Определенно, кое-кто не знает, когда нужно остановиться.

Нагнувшись, Перрин ослабил веревку, притягивающую кляп распятого человека, и

вынул кляп из его зубов. Ему едва удалось отдернуть руку, избежав укуса,

которому позавидовал бы и Ходок.

Тотчас, айилец откинул голову и запел глубоким и чистым голосом:

«Омойте копья - когда солнце, восходит.

Омойте копья - когда солнце садится.

Омойте копья - кто страшится смерти?

Омойте копья - мне такой неведом!»

Масима разразился смехом. Волосы Перрина зашевелились. Прежде он никогда не

слышал, как смеется Масима. Звук был не из приятных.

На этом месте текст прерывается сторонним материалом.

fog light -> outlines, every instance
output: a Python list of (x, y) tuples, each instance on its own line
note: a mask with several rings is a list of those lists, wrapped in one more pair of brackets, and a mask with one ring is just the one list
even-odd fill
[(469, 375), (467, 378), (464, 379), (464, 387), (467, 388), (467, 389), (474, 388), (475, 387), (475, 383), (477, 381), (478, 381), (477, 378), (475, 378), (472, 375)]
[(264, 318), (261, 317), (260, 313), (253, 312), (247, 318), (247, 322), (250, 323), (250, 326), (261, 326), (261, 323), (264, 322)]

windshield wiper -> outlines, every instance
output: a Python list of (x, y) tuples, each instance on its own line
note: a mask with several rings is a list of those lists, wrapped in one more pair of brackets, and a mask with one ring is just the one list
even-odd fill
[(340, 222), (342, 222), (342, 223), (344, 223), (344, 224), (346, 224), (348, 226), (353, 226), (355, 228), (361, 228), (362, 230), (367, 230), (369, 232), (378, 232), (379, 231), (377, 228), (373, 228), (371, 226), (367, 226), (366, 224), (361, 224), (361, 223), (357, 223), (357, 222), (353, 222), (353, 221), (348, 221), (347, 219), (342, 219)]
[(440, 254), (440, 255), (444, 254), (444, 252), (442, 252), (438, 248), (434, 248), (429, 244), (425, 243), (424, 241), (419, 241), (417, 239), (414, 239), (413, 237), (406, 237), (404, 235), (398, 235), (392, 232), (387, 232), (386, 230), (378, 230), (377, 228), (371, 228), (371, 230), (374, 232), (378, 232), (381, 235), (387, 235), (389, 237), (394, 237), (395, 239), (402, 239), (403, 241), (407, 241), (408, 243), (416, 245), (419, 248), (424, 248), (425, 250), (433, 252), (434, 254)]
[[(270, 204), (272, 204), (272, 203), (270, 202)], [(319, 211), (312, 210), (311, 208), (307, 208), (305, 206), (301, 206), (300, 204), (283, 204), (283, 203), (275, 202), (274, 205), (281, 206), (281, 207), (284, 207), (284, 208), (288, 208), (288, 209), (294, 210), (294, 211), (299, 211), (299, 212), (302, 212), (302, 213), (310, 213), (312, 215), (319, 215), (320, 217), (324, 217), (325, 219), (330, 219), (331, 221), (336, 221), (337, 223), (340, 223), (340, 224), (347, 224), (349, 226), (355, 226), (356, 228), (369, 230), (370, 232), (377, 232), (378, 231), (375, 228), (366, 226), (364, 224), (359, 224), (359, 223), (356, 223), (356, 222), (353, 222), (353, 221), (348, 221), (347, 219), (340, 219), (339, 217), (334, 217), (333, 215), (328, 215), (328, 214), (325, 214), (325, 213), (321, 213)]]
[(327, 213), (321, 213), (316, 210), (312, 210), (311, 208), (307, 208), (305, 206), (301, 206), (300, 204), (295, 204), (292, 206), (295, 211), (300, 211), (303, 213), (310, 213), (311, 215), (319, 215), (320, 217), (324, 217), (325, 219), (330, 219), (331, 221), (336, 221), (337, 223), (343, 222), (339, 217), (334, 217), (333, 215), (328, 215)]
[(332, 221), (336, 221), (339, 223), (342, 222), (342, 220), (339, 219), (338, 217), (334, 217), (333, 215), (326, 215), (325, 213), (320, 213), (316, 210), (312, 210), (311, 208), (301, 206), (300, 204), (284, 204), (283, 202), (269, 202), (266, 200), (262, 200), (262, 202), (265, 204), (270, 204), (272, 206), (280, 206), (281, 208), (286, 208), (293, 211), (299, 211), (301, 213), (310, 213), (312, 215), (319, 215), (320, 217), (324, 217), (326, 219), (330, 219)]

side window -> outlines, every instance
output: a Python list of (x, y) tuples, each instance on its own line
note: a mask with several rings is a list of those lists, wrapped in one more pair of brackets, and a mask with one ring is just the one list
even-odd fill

Он не хотел терять палец, поэтому вытащил топор из петли на поясе и

осторожно, кончиком навершия надавил на подбородок человека, чтобы закрыть

ему рот. Глаза цвета неба взглянули на него с темного от солнца лица, без

тени страха. Человек улыбался.

"Я не прошу тебя предавать твоих людей", - сказал Перрин. Он постарался

сохранить голос ровным и спокойным, и у него заболело горло от подобной

попытки. - "Вы Шайдо захватили несколько женщин. Все, что я хочу знать, как

мне их вернуть. Одну из них зовут Фэйли. Она почти такая же высокая, как

большинство ваших женщин, с темными раскосыми глазами, с крупным носом и

полным ртом. Красивая. Ты наверняка запомнил бы ее, если б увидел. Ты видел

ее?" - Он отвел топор и выпрямился.

Шайдо с минуту смотрел на него, затем поднял голову и снова запел, не сводя

глаз с Перрина. Это была веселая песня с удивительным оттенком танца:

«Раз повстречался паренек - он был вдали от дома.

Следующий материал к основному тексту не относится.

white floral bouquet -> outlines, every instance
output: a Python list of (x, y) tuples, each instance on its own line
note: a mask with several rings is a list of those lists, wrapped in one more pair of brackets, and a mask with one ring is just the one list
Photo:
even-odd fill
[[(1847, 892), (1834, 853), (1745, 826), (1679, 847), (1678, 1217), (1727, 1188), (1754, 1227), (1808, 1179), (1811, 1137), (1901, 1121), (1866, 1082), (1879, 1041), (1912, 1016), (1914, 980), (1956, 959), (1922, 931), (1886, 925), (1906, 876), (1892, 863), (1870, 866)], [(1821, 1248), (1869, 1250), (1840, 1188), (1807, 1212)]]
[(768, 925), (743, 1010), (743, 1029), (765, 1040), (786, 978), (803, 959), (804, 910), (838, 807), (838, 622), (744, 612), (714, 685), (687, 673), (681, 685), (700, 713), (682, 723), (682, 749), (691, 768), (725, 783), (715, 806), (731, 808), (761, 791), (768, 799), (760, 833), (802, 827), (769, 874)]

Глаза его желты, а голова дубова.

Просил поймать рукой дымы,

и показать страну воды.

Он в землю головой и вверх ногами встал:

«как девка танцевать умею», - он сказал.

Что может вечность простоять, меня он обманул.

Он убежал, лишь только глазом я моргнул». *

Откинув голову Шайдо засмеялся глубоко и раскатисто. Словно лежал на кровати.

"Если... Если ты не можешь сделать этого", - с отчаянием сказал Айрам. -

"тогда уходи. Я присмотрю за этим".

То, что должно быть сделано. Перрин обвел взглядом лица вокруг него. Араганда

хмурился и теперь смотрел на него с такой же ненавистью, как и Шайдо. Масима,

воняющий безумием, и наполненный презрением и ненавистью. Нужно уметь

причинять боль даже камню. Эдарра, ее лицо было такое же невозмутимое, как

и у Айз Седай, руки спокойно сложены на груди. Даже Шайдо знают, как

терпеть боль. На это уйдут дни. Сулин, шрам пересекающий ее щеку

бледнел на покрытой морщинами коже, взгляд был спокойный, а запах

требовательный. Они будут поддаваться медленно, настолько медленно,

насколько это возможно. Брелейн, остро пахшая правосудием, правительница,

которая приговаривала людей к смерти, и никогда не терявшая из-за этого сон.

То, что должно быть сделано. Суметь причинить боль камню. Использовать боль. О,

Свет, Фэйли!

Взлетая, топор в его руке был легким, как перышко, а упал с силой молота,

бьющего по наковальне, перечеркнув левое запястье Шайдо.

Человек скорчился от боли, затем судорожно разогнулся, нарочно обрызгав

кровью лицо Перрина.

"Исцелите его", - сказал Перрин Айз Седай, сделав шаг назад. Он не пытался

вытереть лицо. Кровь просочилась ему в бороду. Он чувствовал пустоту. Он не

смог бы поднять топор снова, даже если бы ему пришлось сделать это ради

спасения собственной жизни.

"Ты сошел с ума", - гневно произнесла Масури. - "Мы не можем вернуть человеку

руку!"

"Я сказал просто: исцели его!" - прорычал он.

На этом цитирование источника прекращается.